This is a bit of a weird one. I’m using HTTPClient 4.1.2, and it seems that whenever it finds are URL with something like a ‘#’ in it, it does a full get with the # in the URL.
For example, trying to get the URL http://stks.co/eWt will redirect to the URL http://news.ichinastock.com/2011/10/jack-ma-alibaba-has-prepared-20-billion-to-acquire-yahoo/#.Tpw-xG61XjU.twitter. Now this URL is live, but the problem is the HTTPClient sends a get request with the URI set to URI: /2011/10/jack-ma-alibaba-has-prepared-20-billion-to-acquire-yahoo/#.Tpw-xG61XjU.twitter which causes the server to send back a 404 page not found.
Looking at the GET sent by IE, Firefox and cURL, they all strip out the #… from the end of the URI, so for example the cURL GET request URI is set as URI: /2011/10/jack-ma-alibaba-has-prepared-20-billion-to-acquire-yahoo/ – all the #… have been removed. This is for the exact same entry URL of http://stks.co/eWt.
As a test, sending this raw URL into HTTPClient (i.e.
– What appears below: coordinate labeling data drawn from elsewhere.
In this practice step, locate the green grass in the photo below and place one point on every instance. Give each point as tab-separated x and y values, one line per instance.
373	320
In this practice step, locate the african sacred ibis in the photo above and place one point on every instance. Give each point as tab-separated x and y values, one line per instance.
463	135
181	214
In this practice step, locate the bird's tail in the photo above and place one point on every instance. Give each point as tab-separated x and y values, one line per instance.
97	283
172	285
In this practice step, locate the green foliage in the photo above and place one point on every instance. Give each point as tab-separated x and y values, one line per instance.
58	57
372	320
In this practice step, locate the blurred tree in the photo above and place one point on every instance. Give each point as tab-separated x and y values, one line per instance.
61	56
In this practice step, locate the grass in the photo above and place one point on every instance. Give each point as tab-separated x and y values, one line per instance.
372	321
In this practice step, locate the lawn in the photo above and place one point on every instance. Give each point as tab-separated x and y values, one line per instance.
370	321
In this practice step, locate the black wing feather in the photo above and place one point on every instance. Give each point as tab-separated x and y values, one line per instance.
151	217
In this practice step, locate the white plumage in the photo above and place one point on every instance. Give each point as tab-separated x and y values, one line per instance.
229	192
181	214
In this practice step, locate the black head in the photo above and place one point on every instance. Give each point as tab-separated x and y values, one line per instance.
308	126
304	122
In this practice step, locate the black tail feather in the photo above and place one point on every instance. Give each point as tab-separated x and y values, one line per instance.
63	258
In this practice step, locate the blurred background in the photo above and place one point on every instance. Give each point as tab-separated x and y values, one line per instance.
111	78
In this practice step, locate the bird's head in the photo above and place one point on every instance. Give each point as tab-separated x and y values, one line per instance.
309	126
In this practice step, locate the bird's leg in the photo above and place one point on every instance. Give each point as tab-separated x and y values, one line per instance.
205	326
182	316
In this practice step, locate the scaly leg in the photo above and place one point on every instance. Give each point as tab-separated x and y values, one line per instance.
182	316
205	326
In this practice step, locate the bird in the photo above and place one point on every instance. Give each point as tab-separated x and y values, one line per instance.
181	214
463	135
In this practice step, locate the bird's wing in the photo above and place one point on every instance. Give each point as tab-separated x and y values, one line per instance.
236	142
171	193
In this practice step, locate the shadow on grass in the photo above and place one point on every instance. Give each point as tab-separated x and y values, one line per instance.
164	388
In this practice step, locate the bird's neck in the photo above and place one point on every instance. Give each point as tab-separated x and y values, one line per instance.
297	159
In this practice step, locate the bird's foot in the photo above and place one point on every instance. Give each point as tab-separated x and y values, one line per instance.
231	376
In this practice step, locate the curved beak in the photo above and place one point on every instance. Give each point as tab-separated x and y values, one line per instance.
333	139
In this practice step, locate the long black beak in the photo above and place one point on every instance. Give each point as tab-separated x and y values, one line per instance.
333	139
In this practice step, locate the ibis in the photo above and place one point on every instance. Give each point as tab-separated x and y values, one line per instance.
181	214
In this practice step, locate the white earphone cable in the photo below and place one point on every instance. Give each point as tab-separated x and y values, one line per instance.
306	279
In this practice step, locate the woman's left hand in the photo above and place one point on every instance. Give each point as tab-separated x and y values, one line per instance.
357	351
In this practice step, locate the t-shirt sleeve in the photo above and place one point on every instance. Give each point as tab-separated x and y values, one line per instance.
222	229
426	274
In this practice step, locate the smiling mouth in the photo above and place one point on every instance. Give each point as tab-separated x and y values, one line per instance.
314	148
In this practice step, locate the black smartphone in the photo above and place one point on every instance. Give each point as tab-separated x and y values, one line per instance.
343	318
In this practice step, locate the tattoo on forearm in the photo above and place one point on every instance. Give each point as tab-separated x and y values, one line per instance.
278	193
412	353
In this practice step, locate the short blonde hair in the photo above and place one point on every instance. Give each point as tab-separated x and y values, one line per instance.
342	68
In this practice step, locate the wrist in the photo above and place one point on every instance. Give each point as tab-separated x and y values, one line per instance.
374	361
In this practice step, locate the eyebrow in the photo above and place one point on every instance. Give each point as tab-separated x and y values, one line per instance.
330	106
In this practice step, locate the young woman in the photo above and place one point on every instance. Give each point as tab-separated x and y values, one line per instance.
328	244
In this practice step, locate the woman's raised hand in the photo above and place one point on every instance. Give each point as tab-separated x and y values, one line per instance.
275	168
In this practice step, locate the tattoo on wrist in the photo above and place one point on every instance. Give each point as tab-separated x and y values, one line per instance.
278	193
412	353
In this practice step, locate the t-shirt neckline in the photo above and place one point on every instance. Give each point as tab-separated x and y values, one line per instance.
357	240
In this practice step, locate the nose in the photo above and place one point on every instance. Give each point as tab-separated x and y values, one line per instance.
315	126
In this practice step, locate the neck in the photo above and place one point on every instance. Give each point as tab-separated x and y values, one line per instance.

HttpGet httpget = new HttpGet("http://news.ichinastock.com/2011/10/jack-ma-alibaba-has-prepared-20-billion-to-acquire-yahoo/#.Tpw-xG61XjU.twitter");) gives the same 404 not found result.
So the question is are there any settings in HTTPClient that can be set so that things like the trailing #… can be auto removed from URLs. Or how would I go about manually removing this from URLs (remember that I would need to capture all redirect URLs as well)?
It sounds like their web server is broken. The URI specification says that a number sign (#) terminates the path portion of the URI. If a web server considers anything after a # part of the path, it is not following the URI specification.
I tested a few popular web servers, and they all parse these URIs correctly, ignoring the portion after the number sign.
I don’t have any good suggestions for a workaround though. But at least now you know who to blame.